Vu l'article 1907 du code civil, ensemble les articles L. 313-1, L. 313-2 et R. 313-1 du code de la consommation, ces trois derniers textes dans leur rédaction antérieure à celle issue de l'ordonnance n° 2016-301 du 14 mars 2016 ;

Attendu, selon l'arrêt attaqué, que, suivant offre préalable du 20 octobre 2010, acceptée le 2 novembre 2010, la société Banque populaire du Massif Central, devenue Banque populaire Auvergne Rhône Alpes (la banque), a consenti à M. R... (l'emprunteur) deux prêts immobiliers, dont l'un a fait l'objet, le 12 mai 2015, d'un avenant portant sur la renégociation du taux d'intérêt conventionnel ; que, reprochant à la banque d'avoir calculé les intérêts du prêt sur une année bancaire de trois-cent-soixante jours, l'emprunteur l'a assignée en annulation de la clause stipulant l'intérêt conventionnel et en restitution de sommes ;

Attendu que, pour accueillir les demandes, l'arrêt retient que l'emprunteur n'a aucune démonstration mathématique à produire, dès lors que la seule stipulation d'une clause prévoyant le calcul des intérêts sur la base d'une année de trois-cent-soixante jours est sanctionnée par la nullité de la stipulation de l'intérêt nominal et sa substitution par le taux légal, de sorte que l'emprunteur n'a pas à rapporter la preuve d'un quelconque préjudice ;

Qu'en statuant ainsi, alors que l'emprunteur doit, pour obtenir l'annulation de la stipulation d'intérêts, démontrer que ceux-ci ont été calculés sur la base d'une année de trois-cent-soixante jours et que ce calcul a généré à son détriment un surcoût d'un montant supérieur à la décimale prévue à l'article R. 313-1 du code de la consommation, la cour d'appel a violé les textes susvisés ;

PAR CES MOTIFS et sans qu'il y ait lieu de statuer sur les autres griefs :

CASSE ET ANNULE, en toutes ses dispositions, l'arrêt rendu le 4 avril 2018, entre les parties, par la cour d'appel de Riom ; remet, en conséquence, la cause et les parties dans l'état où elles se trouvaient avant ledit arrêt et, pour être fait droit, les renvoie devant la cour d'appel de Lyon.
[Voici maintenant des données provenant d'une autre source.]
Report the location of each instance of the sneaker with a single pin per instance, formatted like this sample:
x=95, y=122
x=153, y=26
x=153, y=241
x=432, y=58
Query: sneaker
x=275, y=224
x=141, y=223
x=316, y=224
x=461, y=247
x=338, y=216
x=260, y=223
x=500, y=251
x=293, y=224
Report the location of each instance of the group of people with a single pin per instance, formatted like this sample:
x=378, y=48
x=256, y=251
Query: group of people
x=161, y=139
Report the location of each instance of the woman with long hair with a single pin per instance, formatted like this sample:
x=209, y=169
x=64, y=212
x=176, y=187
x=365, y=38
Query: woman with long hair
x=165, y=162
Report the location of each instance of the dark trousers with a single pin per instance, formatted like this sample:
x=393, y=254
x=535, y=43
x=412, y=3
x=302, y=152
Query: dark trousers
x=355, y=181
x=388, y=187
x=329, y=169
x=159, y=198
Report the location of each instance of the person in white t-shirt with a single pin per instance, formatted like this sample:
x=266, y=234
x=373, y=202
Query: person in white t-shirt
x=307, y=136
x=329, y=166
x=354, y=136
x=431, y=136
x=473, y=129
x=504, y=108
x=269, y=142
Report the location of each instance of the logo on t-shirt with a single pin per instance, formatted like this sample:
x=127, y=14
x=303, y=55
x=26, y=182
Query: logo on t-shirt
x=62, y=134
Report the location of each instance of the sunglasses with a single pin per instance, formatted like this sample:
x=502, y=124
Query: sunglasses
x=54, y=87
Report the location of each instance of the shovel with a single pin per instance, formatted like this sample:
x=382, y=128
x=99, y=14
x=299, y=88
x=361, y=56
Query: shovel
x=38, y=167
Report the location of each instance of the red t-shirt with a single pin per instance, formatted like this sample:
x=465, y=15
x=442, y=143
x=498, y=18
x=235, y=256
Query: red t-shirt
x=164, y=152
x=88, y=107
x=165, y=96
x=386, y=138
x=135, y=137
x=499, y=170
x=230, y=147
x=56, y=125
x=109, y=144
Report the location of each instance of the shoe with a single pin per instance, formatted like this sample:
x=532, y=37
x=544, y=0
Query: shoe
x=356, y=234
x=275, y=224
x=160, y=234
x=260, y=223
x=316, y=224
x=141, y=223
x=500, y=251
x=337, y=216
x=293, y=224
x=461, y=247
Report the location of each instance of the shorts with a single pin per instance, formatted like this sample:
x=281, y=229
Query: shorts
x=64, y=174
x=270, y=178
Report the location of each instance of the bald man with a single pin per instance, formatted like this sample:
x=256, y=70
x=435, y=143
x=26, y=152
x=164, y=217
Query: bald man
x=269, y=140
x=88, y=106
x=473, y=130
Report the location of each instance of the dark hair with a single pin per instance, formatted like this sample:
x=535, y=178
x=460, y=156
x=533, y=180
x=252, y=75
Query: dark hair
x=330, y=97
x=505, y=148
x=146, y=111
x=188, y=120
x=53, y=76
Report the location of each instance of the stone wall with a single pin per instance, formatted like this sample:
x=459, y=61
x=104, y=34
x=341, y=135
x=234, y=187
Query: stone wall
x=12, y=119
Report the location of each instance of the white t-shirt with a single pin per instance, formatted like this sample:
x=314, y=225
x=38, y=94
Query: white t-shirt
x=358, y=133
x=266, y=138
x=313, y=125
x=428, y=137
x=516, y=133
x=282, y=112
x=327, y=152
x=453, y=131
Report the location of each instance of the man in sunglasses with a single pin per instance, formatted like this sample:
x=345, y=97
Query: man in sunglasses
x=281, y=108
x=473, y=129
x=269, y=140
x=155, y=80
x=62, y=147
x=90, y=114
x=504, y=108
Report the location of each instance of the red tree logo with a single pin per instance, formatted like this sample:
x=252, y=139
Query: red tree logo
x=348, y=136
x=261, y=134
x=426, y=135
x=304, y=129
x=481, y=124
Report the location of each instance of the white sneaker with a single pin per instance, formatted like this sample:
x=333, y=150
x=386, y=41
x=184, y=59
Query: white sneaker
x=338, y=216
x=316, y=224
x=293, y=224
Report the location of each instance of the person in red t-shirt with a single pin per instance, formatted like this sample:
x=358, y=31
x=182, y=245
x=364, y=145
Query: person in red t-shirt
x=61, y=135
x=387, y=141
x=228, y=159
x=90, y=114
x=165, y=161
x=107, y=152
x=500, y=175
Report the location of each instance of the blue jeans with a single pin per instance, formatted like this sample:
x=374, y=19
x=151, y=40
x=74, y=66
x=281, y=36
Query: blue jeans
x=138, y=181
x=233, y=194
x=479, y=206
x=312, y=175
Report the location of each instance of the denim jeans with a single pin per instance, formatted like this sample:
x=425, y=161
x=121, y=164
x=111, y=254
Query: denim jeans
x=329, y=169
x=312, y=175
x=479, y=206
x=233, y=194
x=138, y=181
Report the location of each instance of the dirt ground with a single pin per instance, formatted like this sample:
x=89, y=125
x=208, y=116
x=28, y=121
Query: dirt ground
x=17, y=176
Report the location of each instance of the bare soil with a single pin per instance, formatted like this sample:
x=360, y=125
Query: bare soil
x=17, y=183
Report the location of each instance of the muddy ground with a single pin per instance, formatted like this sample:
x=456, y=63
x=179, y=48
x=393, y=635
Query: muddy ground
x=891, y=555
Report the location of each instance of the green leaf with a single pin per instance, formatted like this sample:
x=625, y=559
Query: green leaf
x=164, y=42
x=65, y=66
- Président : Mme Batut - Rapporteur : M. Avel - Avocat général : M. Chaumont - Avocat(s) : SCP Thouin-Palat et Boucard -

Textes visés :

Article 1907 du code civil ; articles L. 313-1, L. 313-2 et R. 313-1 du code de la consommation, dans leur rédaction antérieure à celle issue de l'ordonnance n° 2016-301 du 14 mars 2016.

Rapprochement(s) :

Sur l'application de l'année lombarde au calcul des intérêts conventionnels d'un prêt remboursable par mensualités et consenti à un consommateur ou à un non-professionnel, à rapprocher : 1re Civ., 4 juillet 2019, pourvoi n° 17-27.621, Bull. 2019, (rejet), et l'arrêt cité.